PP: I do like the discipline of how you construct the movie. I see big war movies, big action movies, where it’s just apparent, like, “Okay, we’d have seven cameras in various positions.” And then, it’s just randomly cutting. For the large format decision, did you choose it just because of the epic scale, or is it also something about the feel of a falloff, that you chose the 65mm [camera] versus let’s say, an LF [large format sensor] or a regular?
JF: We gravitate toward the wider end of the spectrum naturally, and putting the audience in the character’s space. So, we found this language with that, and I’d already done another television show on the VENICE [digital cinema camera]. So, [Edward] really responded to that. And then, when it came up to do Your Honor, we shot on the VENICE, and we kind of fell in love with that language. When this film came about, I said, “Well, look, we could go one step further, and that’s the 65, but it does come with its limitations as well.”
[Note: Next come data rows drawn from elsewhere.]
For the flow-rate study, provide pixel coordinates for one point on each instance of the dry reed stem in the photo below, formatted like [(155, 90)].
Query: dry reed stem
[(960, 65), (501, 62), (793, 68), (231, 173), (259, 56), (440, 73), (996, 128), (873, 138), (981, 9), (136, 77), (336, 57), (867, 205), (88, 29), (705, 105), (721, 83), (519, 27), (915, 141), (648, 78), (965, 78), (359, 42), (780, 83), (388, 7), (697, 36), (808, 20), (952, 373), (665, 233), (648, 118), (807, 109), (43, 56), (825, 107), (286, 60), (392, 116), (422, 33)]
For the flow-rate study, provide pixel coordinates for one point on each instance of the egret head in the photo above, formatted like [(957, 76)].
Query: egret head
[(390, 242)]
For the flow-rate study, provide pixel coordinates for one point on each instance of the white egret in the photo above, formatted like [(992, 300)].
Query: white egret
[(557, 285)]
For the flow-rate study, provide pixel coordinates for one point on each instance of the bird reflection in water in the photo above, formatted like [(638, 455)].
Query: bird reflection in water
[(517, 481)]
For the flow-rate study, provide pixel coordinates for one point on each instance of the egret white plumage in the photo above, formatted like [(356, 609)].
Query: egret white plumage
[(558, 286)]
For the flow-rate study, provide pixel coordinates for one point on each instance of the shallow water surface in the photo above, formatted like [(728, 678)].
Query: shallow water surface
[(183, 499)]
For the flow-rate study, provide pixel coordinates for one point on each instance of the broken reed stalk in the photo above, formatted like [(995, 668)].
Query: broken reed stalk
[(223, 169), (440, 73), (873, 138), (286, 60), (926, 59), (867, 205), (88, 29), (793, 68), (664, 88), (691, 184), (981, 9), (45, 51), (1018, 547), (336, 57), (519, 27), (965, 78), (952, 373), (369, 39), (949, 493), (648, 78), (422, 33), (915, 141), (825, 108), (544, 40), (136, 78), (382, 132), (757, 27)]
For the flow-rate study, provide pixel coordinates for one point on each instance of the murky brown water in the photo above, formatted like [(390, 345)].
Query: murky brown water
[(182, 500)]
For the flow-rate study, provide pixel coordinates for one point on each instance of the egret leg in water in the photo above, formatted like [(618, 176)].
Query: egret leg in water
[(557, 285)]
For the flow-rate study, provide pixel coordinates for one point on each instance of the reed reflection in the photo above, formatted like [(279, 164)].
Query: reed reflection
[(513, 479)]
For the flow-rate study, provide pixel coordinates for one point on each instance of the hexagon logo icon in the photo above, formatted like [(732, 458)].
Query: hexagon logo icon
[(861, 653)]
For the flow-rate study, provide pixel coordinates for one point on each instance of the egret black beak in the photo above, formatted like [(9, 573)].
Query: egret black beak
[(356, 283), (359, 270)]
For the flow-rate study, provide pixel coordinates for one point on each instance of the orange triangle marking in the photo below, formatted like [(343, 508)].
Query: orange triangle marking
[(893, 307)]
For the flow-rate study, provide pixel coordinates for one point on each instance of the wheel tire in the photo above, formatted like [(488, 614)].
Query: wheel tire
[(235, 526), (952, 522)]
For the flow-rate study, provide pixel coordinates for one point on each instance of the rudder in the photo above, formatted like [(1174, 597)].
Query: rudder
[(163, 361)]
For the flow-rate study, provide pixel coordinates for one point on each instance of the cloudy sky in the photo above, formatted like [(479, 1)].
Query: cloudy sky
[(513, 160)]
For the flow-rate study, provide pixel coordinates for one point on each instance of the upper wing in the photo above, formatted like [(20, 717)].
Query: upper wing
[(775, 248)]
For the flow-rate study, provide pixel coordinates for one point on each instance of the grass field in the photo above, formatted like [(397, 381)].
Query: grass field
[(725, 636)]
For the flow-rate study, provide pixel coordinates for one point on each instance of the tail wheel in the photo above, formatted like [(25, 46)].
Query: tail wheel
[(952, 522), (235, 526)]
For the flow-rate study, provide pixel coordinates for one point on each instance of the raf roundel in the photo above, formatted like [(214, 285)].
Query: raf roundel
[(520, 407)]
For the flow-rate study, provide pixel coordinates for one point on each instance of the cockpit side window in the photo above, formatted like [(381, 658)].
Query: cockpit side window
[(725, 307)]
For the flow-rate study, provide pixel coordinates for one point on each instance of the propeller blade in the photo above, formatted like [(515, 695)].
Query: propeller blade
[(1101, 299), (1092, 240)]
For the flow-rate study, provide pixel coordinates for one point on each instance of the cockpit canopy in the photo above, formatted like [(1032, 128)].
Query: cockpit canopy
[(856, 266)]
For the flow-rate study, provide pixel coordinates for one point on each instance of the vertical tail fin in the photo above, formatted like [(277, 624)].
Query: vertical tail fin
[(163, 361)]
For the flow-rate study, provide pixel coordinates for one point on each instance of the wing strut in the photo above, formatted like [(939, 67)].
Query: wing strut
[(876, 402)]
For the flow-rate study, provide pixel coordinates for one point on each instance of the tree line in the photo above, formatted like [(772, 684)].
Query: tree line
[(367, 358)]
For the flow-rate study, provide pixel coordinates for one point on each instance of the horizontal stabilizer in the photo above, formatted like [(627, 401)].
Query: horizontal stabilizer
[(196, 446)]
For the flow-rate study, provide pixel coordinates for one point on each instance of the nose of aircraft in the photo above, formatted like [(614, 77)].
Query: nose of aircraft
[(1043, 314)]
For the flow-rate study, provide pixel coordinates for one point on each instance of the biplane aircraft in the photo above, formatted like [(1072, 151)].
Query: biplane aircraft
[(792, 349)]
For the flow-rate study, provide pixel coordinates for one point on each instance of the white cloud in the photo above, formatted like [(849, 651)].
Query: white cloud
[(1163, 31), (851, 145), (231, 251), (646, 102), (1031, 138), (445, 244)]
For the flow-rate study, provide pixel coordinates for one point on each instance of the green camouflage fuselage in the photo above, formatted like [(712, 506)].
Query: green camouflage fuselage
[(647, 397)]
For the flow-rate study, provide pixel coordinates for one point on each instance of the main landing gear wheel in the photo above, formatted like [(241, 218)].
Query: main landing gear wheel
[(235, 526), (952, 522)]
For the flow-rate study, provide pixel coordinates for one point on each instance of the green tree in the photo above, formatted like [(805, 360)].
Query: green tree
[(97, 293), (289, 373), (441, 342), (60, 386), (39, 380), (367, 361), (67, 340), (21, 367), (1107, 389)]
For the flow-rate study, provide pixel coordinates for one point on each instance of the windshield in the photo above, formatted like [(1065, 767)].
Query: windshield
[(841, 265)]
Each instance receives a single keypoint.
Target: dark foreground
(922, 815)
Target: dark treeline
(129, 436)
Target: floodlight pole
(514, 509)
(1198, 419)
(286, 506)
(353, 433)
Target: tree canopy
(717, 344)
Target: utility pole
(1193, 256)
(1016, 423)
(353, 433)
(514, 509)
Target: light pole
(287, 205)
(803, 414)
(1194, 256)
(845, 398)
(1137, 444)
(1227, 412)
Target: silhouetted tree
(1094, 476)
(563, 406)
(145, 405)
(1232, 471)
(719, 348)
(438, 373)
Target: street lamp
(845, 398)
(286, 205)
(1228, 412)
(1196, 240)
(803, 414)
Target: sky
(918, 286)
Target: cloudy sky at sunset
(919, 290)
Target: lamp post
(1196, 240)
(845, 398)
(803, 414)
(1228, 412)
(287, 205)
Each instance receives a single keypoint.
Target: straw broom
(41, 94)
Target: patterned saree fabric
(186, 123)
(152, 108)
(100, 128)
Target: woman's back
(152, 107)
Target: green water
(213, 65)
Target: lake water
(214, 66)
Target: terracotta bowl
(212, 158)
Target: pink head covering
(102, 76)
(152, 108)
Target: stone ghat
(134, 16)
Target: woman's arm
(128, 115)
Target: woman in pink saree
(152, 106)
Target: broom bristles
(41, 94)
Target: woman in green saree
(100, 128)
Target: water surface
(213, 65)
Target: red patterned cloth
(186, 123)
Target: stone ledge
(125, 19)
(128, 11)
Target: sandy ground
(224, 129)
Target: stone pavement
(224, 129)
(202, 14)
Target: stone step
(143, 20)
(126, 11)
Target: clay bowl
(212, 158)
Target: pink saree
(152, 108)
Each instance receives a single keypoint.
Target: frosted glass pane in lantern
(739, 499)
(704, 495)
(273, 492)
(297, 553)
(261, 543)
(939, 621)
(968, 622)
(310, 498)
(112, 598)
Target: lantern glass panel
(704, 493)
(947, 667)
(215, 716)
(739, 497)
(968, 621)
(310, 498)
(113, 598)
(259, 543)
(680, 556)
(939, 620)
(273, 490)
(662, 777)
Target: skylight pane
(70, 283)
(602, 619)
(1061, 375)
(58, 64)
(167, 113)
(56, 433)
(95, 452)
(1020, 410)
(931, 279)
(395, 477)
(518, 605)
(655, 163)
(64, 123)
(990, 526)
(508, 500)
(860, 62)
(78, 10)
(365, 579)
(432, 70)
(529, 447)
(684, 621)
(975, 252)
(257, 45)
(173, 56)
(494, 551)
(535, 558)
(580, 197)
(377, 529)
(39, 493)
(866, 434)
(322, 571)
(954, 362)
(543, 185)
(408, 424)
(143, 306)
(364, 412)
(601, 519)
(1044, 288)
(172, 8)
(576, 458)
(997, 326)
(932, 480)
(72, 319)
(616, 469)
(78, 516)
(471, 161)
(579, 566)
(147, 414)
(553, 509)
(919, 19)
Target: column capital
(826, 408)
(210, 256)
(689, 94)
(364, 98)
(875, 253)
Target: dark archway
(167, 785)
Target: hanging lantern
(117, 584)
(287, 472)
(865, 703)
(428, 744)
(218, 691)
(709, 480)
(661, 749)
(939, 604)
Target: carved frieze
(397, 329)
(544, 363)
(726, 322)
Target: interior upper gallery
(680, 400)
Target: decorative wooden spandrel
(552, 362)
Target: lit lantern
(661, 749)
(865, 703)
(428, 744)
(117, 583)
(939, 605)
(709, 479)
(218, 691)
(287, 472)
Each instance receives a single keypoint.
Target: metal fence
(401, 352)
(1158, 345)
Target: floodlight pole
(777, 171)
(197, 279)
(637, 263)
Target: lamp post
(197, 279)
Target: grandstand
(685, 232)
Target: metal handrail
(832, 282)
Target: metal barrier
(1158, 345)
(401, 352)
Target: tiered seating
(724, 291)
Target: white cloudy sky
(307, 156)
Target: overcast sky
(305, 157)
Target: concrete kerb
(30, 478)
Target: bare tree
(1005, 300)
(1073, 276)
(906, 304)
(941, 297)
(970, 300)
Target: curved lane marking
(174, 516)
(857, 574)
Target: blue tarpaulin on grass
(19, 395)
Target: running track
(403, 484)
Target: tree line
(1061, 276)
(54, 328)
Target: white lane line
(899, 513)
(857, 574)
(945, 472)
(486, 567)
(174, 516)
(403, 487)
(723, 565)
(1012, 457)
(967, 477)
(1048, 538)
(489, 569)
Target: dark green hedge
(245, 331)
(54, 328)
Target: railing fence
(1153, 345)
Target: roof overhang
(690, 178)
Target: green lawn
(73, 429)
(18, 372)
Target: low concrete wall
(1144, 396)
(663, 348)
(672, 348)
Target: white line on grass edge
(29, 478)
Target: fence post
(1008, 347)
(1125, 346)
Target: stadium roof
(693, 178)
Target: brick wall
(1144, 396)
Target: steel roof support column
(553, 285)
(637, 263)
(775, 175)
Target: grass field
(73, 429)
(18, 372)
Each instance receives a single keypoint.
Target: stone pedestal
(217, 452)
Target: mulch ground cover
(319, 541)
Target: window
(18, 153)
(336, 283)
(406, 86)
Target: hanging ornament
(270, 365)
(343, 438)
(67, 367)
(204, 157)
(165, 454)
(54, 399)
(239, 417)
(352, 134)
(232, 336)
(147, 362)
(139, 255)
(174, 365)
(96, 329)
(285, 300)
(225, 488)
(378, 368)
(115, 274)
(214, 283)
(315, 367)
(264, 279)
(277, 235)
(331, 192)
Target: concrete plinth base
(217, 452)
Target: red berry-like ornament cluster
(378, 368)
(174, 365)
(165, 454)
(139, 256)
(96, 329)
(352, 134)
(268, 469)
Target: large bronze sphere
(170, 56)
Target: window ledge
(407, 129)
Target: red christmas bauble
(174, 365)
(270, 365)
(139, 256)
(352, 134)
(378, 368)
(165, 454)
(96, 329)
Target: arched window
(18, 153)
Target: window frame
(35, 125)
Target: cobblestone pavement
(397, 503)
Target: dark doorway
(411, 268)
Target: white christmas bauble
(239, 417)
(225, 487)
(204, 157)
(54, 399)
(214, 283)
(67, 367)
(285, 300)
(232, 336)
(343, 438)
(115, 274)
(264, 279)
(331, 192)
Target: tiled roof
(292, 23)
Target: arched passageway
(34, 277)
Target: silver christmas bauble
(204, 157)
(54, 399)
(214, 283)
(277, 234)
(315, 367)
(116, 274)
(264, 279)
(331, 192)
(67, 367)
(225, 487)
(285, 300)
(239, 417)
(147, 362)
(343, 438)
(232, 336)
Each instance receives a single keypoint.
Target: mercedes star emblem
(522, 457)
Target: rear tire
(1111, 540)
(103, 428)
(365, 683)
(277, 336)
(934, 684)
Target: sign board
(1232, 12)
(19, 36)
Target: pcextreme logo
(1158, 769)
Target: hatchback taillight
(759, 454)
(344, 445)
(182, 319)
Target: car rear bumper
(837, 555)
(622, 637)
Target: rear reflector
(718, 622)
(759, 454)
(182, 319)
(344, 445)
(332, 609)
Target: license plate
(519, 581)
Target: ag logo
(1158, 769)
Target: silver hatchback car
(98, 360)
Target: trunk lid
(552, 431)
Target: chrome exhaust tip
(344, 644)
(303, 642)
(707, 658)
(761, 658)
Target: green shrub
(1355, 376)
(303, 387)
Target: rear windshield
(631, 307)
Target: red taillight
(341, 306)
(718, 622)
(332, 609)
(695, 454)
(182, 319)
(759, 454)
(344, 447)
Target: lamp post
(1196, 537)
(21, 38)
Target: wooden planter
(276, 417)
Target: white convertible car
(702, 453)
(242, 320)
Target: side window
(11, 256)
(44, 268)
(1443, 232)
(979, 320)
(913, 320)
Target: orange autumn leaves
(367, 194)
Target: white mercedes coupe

So, I flew to London from Berlin, and I shot a lot of tests. We both went to Barrandov Studios in Prague, and we screened them, and he was like, “I absolutely love it.” And then, he gave me this lovely sort of problem to have, which was, “Well, you select the scenes that you want to do on the 65.” I knew that when we’re going to run across the battlefield, the LF was the natural choice because of the equipment and the logistics, but also, I didn’t want to be forced onto a longer lens to get a certain shot. I still wanted that proximity to the character.
So, we actually found that scenes that I felt had a bit more gravity to them, like Katczinsky getting shot by the boy, for example — we did all that on the 65. Everything before that was actually on the LF, but they blend perfectly. During the scene at the dinner table, the camera never moved: it’s with Von Brixdorf [Sebastian Hulk] and General Friedrichs [Devid Striesow] just talking, that big long composition shot of the table. It was shot in an 18.5[mm] lens. Also, my favorite scene in the film is actually when Paul Bäumer gets his uniform for the first time.
PP: Yeah, I love that.
JF: That was all on location in Prague, and we shot that at night with these lighting balloons that we had to have made with L.E.D.s. We didn’t know if it was going to work or not, but it did, thank God. And we just about had the right amount of exposure, but that was on the 65, and I think that it brought something to it. I don’t want to get all arty-farty, but it just worked to my eye. When you remove yourself from it and you sit and watch it all, I forgot what lens was what. That, to me, is more what filmmaking is about. I would say that’s the thing I’m the proudest of.